Jamaican PM: Foreign help alone won't stop gun shipments

Andrew Holness
Andrew Holness

Jamaican Prime Minister Andrew Holness is calling on Caribbean countries to make the acquisition of national security tools a priority to ease regional reliance on aid from foreign partners.

Holness made the remarks during his feature address at the first day of the Regional Symposium on Violence as a Public Health Issue at the Hyatt Regency Conference Centre, Port of Spain, on Monday.

His address dealt specifically with transnational organised crime with challenges posed by small arms and light weapons in Latin America and the Caribbean.

He said while partnership with the United States is crucial in preventing the influx of illegal guns to the Caribbean, regional countries should not be overly dependent on their assistance.

Holness stressed that Caribbean countries should take the lead in the security and protection of their people and urged stakeholders to strengthen their law enforcement capacities.

"I also call on our governments to put our money where our threats lie.

"We have to increase our capabilities and capacities.

"We have to scan the goods coming through our ports, to buy the offshore patrol vessels, to have the maritime surveillance.

"We cannot rely on foreign countries to tell us what is moving in our waters and what is coming in our ports.

"They are only going to tell us what is in their interest, we must act in our interest.

"One of the things we must do regionally and individually is to increase our capacity to control our domain."

In addition to strengthening regional capabilities, Holness said the US also had a responsibility in clamping down on the illegal exportation of guns to the region.

Referring to past and present efforts by Caribbean countries to disrupt shipments of drugs to North America, he said similar efforts should be placed by foreign governments in preventing guns from reaching the region.

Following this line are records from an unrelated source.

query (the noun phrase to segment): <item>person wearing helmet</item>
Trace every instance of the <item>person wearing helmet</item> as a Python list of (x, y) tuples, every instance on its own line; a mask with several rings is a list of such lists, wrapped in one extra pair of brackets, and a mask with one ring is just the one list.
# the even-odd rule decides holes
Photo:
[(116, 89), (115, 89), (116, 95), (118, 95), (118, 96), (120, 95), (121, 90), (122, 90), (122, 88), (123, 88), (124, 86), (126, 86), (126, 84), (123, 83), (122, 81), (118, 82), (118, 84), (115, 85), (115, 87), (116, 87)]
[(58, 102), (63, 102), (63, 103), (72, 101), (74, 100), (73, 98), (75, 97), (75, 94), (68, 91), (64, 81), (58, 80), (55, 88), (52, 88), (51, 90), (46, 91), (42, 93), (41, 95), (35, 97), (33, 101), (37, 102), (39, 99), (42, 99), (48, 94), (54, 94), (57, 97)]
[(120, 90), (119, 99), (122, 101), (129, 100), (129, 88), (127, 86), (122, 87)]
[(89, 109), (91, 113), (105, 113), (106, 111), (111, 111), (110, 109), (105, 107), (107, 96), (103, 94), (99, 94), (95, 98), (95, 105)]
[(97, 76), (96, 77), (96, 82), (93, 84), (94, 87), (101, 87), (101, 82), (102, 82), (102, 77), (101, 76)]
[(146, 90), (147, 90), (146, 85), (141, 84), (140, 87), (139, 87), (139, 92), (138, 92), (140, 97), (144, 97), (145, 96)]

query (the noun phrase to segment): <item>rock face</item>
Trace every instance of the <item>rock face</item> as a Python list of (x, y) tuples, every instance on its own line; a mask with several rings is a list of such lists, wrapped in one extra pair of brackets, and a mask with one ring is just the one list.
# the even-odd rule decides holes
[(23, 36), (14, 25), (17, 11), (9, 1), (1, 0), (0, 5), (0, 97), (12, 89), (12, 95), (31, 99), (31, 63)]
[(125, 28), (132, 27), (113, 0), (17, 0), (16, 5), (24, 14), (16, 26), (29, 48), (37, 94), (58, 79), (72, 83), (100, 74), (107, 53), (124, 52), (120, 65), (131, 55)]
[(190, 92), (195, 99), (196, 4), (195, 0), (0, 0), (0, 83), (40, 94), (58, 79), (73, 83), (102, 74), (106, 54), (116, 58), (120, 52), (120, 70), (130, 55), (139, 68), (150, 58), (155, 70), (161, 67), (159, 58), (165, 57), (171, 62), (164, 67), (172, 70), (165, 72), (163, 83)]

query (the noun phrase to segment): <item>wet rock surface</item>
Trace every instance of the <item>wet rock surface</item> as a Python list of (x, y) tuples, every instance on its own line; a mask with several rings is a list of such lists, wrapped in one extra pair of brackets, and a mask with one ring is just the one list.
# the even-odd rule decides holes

Holness also warned that failure to do this could render the region's war on drugs ineffective.

"Our children are being killed. Our young men are being killed with drugs exchanged for guns which head to North America.

"Our children are just as valuable as the children in North America.

"There has to be equal energy, effort and attention paid to preventing illegal guns from coming into our country as we pay equal energy, effort and attention in preventing illegal drugs from going to their country."

Holness said now more than ever a united front was needed to combat crime and lamented that Caribbean countries in the past were not able to treat crime with the necessary priority which led to the extent of challenges facing the region.

He said central to addressing violent crime was the need to create laws with local circumstances and complexities in mind.